Os hidrocarbonetos são obtidos principalmente do petróleo e do gás natural, servindo como matéria-prima essencial para combustíveis, plásticos e borrachas.

O poço Morpho (1-BRSA-1405-APS) está localizado a cerca de 175 km da costa do estado do Amapá, em lâmina d’água de 2.886 metros.

“Nosso otimismo em relação à margem equatorial brasileira se confirma hoje [sexta-feira]. Essa primeira descoberta na costa do Amapá é resultado da dedicação e da competência da Petrobras, que está comprometida com a recomposição das reservas de petróleo e com a segurança energética do país”, disse a presidente da Petrobras, Magda Chambriard.

De acordo com a Petrobras, o intervalo portador de hidrocarbonetos foi constatado por meio de perfis elétricos e indicativos em rocha. 

“As operações de perfuração permanecem em curso, visando a continuidade da avaliação exploratória, de forma segura e com respeito ao meio ambiente e às pessoas”, informou a estatal.

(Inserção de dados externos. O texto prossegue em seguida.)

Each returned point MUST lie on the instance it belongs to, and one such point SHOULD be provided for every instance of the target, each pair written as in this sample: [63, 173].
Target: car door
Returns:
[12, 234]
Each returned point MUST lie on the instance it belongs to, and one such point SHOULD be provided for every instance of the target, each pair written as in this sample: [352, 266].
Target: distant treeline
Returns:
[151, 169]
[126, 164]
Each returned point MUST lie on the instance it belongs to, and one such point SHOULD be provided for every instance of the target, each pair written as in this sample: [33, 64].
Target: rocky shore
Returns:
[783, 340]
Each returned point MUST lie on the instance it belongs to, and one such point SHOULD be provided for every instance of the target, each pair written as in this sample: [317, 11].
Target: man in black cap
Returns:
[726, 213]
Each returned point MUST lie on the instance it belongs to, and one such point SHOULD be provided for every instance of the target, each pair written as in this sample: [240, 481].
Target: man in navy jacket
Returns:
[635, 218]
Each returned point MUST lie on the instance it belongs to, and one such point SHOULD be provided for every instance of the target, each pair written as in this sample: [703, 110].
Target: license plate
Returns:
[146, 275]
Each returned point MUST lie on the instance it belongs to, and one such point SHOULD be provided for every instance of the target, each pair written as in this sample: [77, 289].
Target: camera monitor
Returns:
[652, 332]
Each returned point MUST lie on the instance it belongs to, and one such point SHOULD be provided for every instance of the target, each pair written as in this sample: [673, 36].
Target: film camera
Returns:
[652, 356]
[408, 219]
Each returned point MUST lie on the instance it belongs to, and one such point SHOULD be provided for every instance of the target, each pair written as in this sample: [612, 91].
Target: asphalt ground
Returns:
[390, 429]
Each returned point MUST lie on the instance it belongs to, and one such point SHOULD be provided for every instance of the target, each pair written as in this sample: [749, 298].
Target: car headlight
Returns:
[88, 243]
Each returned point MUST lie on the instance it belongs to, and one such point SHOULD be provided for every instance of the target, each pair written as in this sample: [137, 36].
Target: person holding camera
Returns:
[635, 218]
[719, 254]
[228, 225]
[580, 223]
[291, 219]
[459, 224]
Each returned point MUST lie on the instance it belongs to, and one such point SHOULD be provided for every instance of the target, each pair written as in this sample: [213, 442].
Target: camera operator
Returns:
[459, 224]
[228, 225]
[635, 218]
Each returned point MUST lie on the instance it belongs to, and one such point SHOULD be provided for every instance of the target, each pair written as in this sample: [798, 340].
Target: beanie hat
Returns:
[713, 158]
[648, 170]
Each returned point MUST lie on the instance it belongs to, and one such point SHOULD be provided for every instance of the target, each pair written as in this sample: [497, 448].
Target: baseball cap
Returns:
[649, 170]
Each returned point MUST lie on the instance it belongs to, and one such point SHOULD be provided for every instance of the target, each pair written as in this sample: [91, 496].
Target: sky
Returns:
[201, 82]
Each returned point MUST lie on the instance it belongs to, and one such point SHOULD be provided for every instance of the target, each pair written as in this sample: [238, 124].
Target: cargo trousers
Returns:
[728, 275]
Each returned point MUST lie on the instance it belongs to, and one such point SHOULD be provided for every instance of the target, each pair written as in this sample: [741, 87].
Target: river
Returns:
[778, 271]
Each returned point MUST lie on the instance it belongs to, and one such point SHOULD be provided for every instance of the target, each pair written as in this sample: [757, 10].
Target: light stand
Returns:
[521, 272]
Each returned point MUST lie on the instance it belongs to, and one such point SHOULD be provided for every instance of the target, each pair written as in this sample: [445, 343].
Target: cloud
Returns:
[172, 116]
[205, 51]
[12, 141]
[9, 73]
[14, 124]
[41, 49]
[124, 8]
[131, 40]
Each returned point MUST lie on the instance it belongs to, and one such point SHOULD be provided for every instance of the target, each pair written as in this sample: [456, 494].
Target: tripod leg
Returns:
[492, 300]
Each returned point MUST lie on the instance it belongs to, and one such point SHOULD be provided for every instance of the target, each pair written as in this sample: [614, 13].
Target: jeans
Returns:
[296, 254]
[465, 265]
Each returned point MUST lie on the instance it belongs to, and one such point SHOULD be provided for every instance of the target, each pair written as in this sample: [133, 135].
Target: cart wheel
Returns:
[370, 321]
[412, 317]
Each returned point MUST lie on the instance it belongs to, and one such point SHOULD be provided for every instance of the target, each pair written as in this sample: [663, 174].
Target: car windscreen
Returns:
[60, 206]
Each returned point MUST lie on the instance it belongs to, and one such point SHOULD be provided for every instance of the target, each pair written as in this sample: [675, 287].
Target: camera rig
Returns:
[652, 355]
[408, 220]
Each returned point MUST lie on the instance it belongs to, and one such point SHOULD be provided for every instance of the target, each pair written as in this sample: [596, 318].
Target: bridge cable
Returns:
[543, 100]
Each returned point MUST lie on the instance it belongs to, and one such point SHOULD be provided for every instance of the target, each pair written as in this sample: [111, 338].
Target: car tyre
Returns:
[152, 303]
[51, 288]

A atuação da Petrobras no bloco FZA-M-59 está alinhada à estratégia da companhia de recomposição das reservas de petróleo e gás por meio da exploração em áreas de fronteira, visando ao atendimento à demanda nacional de energia durante a transição energética justa.

A Petrobras é a operadora do bloco e detém 100% de participação na área. O bloco foi adquirido na 11ª Rodada de Licitações da ANP, em 2013, sob o regime de concessão.